I mean, she congratulates all these artists as if they won the Scopes monkey trial pumping her tiny fist because Creed has rebelled so effectively against
, well, what exactly? Traditional painters? (They haven't been part of the Turner prize in years.) Traditional electricians? Building codes? She makes it sound as if a minimalist art project is akin to a physically daring remark speaking up for Arabs, demanding a teaching job for your gay cousin or asking for change for a $50 bill in certain bars in South Philadelphia.
Meanwhile, everyone else in show business is desperate to seem flush with the times. Every tabloid newspaper features some hot young actress saying how she felt when the planes hit the twin towers (She felt bad), or another actress who wants to entertain the troops, if someone will just please tell her where they are and what they look like and what exactly it is they do.
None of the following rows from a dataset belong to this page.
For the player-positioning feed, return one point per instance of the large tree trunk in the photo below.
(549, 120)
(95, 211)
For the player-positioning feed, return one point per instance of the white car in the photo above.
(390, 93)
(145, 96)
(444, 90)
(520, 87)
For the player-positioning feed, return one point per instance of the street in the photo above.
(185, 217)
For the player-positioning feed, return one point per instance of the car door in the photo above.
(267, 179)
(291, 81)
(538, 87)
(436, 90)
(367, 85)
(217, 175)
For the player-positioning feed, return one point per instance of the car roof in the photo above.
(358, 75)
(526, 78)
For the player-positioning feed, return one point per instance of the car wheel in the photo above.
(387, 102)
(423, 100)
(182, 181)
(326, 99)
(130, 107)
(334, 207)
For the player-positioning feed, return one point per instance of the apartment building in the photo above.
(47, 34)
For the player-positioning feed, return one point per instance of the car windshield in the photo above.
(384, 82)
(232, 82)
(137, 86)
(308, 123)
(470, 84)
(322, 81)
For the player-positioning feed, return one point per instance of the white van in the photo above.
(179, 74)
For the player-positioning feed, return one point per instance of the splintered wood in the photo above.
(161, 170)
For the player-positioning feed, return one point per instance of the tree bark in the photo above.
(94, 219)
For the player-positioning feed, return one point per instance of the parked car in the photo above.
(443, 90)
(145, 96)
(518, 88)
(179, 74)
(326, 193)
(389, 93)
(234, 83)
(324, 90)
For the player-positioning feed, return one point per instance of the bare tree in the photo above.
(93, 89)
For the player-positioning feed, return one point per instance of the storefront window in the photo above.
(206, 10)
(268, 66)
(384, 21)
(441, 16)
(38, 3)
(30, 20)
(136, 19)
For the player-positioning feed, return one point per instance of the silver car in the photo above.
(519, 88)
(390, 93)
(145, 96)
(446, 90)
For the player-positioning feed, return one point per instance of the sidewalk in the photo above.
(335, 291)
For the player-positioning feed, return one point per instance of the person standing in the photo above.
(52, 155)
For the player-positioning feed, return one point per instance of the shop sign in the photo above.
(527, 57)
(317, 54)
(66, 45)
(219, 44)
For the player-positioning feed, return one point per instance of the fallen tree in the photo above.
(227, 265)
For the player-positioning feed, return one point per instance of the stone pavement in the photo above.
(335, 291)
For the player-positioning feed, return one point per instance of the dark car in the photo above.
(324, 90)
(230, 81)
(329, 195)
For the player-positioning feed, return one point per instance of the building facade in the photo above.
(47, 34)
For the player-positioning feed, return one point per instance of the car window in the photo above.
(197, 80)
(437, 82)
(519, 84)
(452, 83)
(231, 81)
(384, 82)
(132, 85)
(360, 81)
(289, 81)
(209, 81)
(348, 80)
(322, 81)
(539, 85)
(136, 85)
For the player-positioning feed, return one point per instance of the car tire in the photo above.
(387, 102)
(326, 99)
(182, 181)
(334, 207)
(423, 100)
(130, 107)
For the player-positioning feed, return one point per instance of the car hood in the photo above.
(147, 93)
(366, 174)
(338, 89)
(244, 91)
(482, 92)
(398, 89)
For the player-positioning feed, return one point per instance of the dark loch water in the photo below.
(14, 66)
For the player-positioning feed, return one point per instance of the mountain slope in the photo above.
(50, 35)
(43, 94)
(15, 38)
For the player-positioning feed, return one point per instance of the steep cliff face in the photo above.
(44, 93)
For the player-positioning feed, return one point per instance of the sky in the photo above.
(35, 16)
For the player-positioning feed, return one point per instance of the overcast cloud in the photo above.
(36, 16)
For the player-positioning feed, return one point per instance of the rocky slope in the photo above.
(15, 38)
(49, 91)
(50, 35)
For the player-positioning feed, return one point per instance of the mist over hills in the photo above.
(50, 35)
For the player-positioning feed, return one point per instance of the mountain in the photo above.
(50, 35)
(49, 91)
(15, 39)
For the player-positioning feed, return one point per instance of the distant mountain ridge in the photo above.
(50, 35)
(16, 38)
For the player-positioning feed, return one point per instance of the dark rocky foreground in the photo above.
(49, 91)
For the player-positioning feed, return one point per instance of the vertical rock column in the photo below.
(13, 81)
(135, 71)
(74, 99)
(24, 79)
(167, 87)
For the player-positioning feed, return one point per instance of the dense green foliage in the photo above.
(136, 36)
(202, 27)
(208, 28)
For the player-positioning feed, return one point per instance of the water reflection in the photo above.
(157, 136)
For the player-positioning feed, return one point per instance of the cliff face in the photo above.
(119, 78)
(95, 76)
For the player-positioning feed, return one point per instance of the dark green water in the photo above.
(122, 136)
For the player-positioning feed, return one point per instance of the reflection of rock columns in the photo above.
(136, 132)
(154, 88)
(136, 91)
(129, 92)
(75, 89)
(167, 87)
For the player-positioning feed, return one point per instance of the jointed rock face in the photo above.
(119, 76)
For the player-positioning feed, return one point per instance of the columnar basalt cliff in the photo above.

Everything has a political weight now, whether you're on the right or the left whether you're worried about nuclear annihilation, the end of civil liberties or some combination of both. Everything is charged in a new way.
Unless you're Madonna.
In that case, you're still cussing on television and chanting vibrant, revolutionary slogans for incomprehensible art displays. She is absolutely amazing. She is so completely out of touch, so wrapped up in media marketing, breakaway trends, hair, teeth, nails and her own cottage industry of personal reinvention that, yes, darn it all, she's got us talking about her again.